There are millions of dogs living as companion animals or working animals in Georgia. Most of them have attentive owners and the proper training to be safe around people.
However, some dogs are dangerous and aggressive. They may turn vicious and inflict serious injuries on people that they encounter outside or that enter the space they consider their territory. Whether a dog bites you when you visit a co-worker’s home or you take your children to the park, you can suffer significant injuries.
When can you hold the animal’s owner accountable?
When they knew the animal was dangerous
Georgia does not have a strict liability rule for animal ownership. Instead, owners are only liable for animals that they know pose a risk to others. If the animal has bitten a person previously, displayed aggressive tendencies or killed an animal, then the owner would have reason to know the animal is dangerous.

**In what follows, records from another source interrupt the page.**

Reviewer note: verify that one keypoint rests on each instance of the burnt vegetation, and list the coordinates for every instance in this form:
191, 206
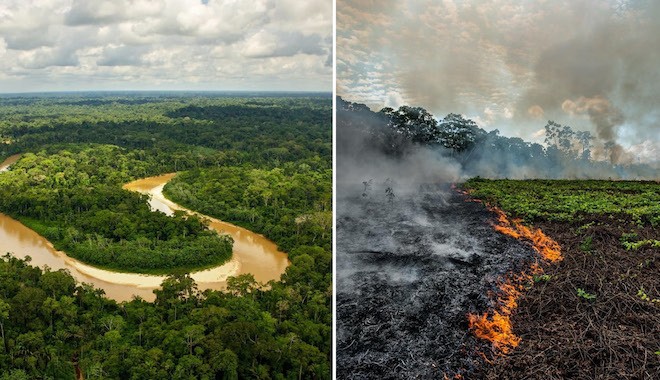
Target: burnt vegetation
413, 266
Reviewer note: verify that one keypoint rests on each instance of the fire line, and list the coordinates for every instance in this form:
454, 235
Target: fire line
495, 326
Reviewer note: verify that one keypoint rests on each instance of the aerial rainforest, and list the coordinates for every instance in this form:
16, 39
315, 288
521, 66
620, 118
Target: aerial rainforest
259, 161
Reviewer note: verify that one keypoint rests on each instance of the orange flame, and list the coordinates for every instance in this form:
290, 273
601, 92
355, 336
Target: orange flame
496, 326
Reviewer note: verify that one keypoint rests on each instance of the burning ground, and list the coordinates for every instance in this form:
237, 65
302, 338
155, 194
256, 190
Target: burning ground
422, 274
410, 268
596, 314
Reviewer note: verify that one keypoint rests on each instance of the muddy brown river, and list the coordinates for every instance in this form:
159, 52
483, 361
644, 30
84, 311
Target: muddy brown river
253, 253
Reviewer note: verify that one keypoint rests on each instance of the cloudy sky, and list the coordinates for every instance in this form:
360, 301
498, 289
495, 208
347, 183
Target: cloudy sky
510, 65
66, 45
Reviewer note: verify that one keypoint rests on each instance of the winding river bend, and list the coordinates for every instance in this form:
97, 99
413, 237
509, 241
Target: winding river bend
253, 253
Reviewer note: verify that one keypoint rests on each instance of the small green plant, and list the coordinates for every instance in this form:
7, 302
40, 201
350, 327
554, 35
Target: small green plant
641, 293
629, 237
541, 278
586, 244
585, 227
585, 295
638, 244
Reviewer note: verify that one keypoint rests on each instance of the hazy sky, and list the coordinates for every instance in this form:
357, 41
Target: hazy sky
48, 45
510, 65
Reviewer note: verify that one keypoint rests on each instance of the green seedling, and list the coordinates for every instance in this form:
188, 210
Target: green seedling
583, 294
542, 278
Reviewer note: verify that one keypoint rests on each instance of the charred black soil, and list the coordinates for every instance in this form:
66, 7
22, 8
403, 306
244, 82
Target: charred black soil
610, 330
409, 270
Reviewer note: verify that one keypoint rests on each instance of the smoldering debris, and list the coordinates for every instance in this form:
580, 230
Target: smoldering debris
409, 270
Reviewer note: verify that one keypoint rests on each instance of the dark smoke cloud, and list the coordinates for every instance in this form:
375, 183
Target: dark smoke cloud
512, 64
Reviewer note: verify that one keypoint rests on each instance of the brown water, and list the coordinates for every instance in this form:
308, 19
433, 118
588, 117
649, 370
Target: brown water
252, 252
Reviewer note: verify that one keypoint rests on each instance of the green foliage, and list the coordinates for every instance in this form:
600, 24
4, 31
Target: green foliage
585, 295
541, 278
586, 244
79, 150
75, 199
571, 201
290, 205
641, 293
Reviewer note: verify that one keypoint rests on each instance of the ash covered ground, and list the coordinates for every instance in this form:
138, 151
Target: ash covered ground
409, 270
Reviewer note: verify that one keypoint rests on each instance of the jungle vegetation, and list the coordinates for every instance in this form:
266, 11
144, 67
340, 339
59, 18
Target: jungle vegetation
274, 151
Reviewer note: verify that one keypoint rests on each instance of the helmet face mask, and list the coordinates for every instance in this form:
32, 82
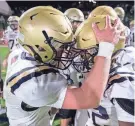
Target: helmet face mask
85, 61
63, 54
13, 22
87, 42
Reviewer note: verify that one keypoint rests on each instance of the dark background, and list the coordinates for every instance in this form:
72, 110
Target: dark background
18, 7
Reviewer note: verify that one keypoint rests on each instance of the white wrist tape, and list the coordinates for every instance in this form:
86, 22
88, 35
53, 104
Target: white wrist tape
105, 49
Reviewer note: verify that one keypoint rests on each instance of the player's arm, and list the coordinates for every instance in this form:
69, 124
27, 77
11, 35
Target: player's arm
90, 93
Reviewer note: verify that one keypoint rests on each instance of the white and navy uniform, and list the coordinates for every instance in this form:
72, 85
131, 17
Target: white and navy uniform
118, 96
31, 89
11, 37
131, 41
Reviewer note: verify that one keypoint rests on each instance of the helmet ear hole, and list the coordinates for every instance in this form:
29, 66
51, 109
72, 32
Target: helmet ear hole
40, 48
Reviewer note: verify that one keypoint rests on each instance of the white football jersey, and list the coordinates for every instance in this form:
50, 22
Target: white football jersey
11, 37
121, 85
31, 89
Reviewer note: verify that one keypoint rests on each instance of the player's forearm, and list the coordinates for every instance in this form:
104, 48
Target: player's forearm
95, 83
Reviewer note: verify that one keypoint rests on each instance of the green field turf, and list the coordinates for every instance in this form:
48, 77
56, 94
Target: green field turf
3, 53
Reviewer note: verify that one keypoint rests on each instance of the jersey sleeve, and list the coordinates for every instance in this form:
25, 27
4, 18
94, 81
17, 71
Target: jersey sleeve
40, 87
121, 80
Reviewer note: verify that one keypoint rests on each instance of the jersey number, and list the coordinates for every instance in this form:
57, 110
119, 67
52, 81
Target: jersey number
103, 115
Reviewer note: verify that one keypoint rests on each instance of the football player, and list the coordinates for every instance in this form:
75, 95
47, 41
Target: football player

When the victim did not provoke the animal
Georgia law also exempts owners from liability if their pet bites someone that taunted the animal or otherwise provoked the attack. Someone breaking the law or trespassing may not have a claim against an animal’s owner, but a delivery person dropping off a package might.
Finally, to bring a claim against the animal’s owner, there will need to be some kind of loss. Medical bills, property damage expenses and lost wages are all financial consequences people can recoup after a dog attacks them.
Learning more about the Georgia rules that apply to dog bite attacks can help families affected by aggressive animals.